On Friday 10 August 2007 08:45:43 pondlife wrote:

> > 4-6. Everyone is encouraged to fix bugs in the rel-3.0 branch.
>
> Maybe this should be in the trunk - i.e. bug fix week or freeze.  That
> saves us having to fix said bugs in both trunk and 3.0.

IMO this is exactly what using branches is meant to avoid. Declaring a 
feature 
freeze on the trunk is one of the reasons the last attempt at a 3.0 release 
failed. Most devs simply weren't interested in doing *only* bugfixing work. 
Using a branch to avoid feature freeze gives a choice between adding new 
features in the trunk (which shouldn't be encouraged) and fixing bugs in both 
the release branch and the trunk.

Of course you could say that fixing in both branches is a duplication of 
effort, but at this point it should be quite trivial to do, as the branches 
shouldn't be too far apart.

> > 7. ...After this (or possibly during 4-6), new features should get into
> > trunk...
>
> If you do 4-6 as per your plan, then new features must be allowed into
> trunk immediately (i.e. no freeze).
> If you do 4-6 as I suggest above, then we only allow new features at 7.

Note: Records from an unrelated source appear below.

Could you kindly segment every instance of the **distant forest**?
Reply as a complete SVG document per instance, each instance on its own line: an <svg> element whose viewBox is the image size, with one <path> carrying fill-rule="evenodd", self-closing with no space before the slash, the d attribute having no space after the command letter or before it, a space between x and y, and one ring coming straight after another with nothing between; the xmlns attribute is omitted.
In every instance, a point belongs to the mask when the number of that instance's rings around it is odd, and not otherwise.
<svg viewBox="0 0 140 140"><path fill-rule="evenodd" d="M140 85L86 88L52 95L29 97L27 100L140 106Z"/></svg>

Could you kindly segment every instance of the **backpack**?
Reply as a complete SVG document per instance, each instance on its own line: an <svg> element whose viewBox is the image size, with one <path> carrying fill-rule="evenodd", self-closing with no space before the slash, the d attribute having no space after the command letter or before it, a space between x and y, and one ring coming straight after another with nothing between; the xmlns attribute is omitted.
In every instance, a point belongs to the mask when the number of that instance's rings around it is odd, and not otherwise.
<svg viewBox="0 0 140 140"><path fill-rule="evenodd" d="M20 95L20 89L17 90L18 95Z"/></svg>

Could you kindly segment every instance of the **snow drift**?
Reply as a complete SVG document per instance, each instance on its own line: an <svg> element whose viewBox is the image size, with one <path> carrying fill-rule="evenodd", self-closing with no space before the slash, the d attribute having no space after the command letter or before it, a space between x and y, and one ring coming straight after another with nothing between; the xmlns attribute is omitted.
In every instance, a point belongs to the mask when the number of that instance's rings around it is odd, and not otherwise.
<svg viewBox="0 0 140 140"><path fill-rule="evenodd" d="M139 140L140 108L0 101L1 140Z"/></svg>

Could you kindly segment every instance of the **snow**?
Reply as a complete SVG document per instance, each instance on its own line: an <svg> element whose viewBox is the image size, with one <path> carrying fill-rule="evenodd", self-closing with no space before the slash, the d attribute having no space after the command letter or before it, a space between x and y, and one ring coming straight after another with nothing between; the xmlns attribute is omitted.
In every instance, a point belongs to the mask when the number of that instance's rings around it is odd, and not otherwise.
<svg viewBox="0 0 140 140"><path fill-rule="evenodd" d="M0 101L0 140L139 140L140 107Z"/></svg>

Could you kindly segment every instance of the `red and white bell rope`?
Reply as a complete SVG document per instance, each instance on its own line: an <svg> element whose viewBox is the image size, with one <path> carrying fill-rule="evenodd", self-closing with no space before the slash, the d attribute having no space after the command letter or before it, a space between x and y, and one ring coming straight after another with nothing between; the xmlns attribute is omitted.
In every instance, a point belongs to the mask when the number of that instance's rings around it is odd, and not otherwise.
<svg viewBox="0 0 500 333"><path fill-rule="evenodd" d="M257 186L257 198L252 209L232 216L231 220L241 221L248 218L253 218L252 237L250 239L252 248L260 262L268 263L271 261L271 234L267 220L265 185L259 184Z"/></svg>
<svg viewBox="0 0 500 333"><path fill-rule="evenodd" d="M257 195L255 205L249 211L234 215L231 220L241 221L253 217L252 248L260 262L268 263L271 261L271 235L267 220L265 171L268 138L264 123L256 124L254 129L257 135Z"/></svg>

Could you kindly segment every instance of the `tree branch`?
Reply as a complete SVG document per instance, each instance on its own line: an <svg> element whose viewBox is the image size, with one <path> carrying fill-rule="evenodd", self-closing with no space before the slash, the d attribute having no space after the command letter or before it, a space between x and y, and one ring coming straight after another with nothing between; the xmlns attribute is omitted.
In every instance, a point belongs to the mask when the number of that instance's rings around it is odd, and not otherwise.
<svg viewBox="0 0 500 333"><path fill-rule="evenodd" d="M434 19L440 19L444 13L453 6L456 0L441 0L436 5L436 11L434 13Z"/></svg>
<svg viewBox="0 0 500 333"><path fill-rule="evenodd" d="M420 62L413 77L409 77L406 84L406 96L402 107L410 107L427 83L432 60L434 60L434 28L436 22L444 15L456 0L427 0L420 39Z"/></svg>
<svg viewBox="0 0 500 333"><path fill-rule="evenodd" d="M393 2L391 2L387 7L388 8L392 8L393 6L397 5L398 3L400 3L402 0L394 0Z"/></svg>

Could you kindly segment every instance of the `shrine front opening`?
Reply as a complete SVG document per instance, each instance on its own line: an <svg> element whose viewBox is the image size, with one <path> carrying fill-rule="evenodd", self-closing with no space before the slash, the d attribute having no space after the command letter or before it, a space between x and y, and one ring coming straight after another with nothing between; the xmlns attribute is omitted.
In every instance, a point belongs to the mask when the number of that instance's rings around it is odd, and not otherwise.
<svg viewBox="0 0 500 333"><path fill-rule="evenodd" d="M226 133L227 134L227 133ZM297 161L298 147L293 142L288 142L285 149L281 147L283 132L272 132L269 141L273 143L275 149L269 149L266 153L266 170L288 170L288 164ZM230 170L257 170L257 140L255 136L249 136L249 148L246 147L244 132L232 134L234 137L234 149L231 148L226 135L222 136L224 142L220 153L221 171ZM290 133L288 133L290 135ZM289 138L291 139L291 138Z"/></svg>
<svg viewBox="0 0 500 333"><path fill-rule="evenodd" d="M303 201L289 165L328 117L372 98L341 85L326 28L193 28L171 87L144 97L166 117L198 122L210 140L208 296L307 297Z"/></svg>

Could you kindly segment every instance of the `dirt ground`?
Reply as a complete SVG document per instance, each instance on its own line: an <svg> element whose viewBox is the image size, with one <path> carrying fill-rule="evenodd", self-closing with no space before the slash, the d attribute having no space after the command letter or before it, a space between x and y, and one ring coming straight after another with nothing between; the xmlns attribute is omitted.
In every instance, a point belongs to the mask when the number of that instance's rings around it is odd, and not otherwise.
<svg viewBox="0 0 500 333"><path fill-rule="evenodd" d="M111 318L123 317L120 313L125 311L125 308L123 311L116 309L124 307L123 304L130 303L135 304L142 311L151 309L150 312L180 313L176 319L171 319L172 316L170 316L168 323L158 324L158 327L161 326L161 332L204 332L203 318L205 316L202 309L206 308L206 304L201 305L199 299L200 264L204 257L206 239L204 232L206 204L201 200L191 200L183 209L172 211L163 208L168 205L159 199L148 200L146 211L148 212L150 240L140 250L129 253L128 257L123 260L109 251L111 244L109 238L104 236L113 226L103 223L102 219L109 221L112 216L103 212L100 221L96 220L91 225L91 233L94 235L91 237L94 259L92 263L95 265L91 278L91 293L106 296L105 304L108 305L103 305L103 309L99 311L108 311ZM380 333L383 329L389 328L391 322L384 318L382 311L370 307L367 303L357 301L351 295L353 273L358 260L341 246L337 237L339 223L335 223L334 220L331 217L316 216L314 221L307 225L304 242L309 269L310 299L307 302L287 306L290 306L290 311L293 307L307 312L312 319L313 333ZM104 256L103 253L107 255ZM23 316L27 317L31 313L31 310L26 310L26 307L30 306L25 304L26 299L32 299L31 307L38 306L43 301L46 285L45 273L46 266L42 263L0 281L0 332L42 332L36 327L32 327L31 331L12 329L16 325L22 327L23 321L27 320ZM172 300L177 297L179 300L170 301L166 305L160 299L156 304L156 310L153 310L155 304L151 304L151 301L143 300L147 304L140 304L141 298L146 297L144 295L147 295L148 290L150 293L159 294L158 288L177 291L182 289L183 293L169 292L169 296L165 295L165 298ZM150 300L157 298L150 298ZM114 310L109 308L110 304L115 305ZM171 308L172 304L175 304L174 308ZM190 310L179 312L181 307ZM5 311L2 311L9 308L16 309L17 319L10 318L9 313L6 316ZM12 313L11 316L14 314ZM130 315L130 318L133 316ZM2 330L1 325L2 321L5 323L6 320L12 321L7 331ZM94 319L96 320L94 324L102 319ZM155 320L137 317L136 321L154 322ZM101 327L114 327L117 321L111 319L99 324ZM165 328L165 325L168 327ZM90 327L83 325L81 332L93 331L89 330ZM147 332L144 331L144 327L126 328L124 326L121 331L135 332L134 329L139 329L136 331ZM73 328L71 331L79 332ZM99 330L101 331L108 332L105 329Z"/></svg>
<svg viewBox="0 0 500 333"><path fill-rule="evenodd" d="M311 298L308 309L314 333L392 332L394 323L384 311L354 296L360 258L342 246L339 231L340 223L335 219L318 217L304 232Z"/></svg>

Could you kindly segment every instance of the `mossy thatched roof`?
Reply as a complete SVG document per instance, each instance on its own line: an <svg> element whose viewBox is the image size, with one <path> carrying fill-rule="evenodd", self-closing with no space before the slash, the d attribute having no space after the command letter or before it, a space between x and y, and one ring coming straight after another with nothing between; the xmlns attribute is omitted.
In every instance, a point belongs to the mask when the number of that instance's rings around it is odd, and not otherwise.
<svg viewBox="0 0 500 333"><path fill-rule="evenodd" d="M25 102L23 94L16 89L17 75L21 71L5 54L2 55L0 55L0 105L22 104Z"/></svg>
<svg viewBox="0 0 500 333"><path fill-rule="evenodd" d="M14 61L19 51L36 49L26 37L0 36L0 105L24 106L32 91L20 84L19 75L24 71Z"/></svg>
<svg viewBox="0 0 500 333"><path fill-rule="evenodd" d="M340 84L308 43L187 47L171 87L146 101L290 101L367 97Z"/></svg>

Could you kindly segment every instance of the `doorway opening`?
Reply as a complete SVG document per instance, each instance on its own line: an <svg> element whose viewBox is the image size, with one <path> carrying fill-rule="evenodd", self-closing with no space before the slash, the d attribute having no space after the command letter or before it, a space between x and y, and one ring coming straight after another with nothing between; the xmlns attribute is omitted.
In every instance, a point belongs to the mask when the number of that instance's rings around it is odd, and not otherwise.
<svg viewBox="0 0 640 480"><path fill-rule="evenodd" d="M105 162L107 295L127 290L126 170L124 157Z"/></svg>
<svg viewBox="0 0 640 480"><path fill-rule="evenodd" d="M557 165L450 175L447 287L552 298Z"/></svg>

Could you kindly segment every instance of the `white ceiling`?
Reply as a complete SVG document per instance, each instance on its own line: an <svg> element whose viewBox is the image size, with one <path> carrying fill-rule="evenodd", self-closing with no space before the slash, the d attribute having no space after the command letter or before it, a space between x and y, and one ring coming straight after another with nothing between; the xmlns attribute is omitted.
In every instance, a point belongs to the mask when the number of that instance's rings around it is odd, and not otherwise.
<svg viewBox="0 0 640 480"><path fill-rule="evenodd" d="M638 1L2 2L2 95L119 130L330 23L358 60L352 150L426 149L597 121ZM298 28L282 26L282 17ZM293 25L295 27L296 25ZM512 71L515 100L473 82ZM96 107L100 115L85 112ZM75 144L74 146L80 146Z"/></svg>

As I said above, adding new features to trunk between branching and release 
shouldn't be forbidden, but simply not encouraged. What is most likely to 
happen anyway is that people will try to get their new features in before the 
branching because they'll want them to be in the release. Then it's expected 
that they should at least help debug their features.

If we were to freeze the trunk past a certain date instead of branching, 
someone who had a new feature to add but missed the freeze date would be 
frustrated both of having missed the release deadline and of having to 
maintain a patch he can't commit because of the freeze.